For Peters, the return to egg production, like his transition to Organic dairy farming 15 years ago, was a return to his roots.
Wayne Peters: "We do everything organically and if you farmed back in the 40's and 50's it's not really any different than my dad did back when I was a boy in '45 during World War II. But I could have never believed when we started back in '88 that organics was going to go this far this fast."
Farming organically is not without its challenges. Since organic certification strictly forbids the use of antibiotics, Peters claims to have removed many animals from his herd initially. His son, Rory, acknowledges a steep learning curve, but claims farming organically yields abundant crops, healthier cows, and superior farmers.
Rory Peters: "We're better farmers than we were back then.
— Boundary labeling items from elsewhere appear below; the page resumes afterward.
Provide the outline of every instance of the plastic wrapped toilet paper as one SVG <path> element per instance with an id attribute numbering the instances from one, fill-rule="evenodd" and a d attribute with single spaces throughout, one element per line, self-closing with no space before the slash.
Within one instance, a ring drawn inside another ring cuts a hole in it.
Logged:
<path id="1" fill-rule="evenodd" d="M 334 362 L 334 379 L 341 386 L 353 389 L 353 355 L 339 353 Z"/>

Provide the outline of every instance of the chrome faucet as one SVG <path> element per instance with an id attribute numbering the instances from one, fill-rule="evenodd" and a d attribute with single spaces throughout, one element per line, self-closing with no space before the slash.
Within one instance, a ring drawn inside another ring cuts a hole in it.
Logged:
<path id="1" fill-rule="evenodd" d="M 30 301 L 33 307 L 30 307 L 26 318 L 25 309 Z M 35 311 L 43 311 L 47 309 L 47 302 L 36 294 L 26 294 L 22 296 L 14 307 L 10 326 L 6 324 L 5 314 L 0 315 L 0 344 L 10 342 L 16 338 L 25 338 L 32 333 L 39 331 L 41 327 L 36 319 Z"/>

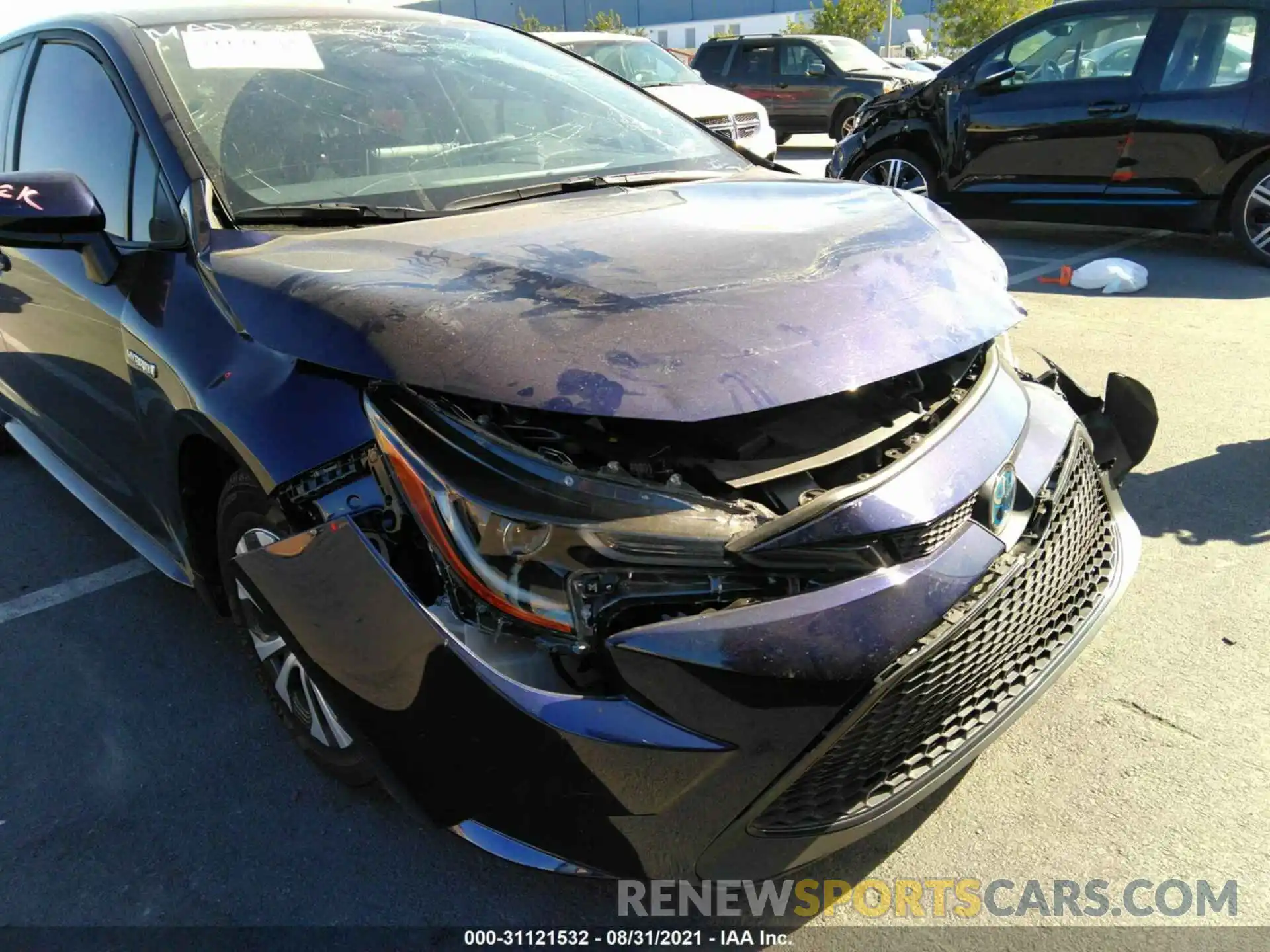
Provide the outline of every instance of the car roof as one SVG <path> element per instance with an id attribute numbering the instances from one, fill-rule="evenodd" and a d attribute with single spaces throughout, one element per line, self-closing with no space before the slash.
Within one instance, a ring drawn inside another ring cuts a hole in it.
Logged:
<path id="1" fill-rule="evenodd" d="M 653 41 L 648 37 L 635 37 L 630 33 L 599 33 L 599 32 L 585 32 L 577 30 L 574 33 L 535 33 L 538 39 L 546 39 L 552 43 L 582 43 L 582 42 L 607 42 L 607 43 L 652 43 Z"/>
<path id="2" fill-rule="evenodd" d="M 424 13 L 394 6 L 349 6 L 339 0 L 326 0 L 314 4 L 206 4 L 171 6 L 161 3 L 121 3 L 117 6 L 94 9 L 91 11 L 71 11 L 53 14 L 44 20 L 23 25 L 15 33 L 29 33 L 53 24 L 72 23 L 114 23 L 132 27 L 157 27 L 165 23 L 215 23 L 217 20 L 263 20 L 286 17 L 343 17 L 345 19 L 411 19 L 450 22 L 457 18 L 437 13 Z"/>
We're doing a better job for one thing and herd health is pretty good we would say. But we're better at it than we were back in '88 or even beyond that."
George Siemon: "Organic farming really works as a production system. It's just not just a niche market. And that's the most exciting thing for me is seeing farmers not only be rewarded economically but to get so enthused about their farming.
Enthusiasm is a rare commodity in rural America these days. In the past 25 years, millions of family farms have disappeared from the rural landscape. But the Kruses, who weathered the farm crisis of the early 1980's, claim farming organically has given them hope for the future.
Marcia Kruse: "Since we've been with Organic Valley and we have this steady pay price it's a completely different story and when he gets up in the morning he enjoys what he's doing, he enjoys working with Organic Valley, I think it's the whole sense of empowerment, we actually can make choices in our future and for the future of our children."
George Siemon: "I definitely feel like organics is one of the most biggest, brightest stars for saving the family farm. A lot of farmers who go organic literally say I'm out of options, I'm going to try this organic thing and if it doesn't make it I'm through."
Siemon claims Organic Valley is recruiting new farmers and supports them in their transition to organic production. And he believes Organic Valley's model of innovative management from the barn to the boardroom is a winning combination.
George Siemon: "I believe the model that we have, which is supply management, collective bargaining and value added branding, is the winning model."
For Market to Market, I'm John Nichols.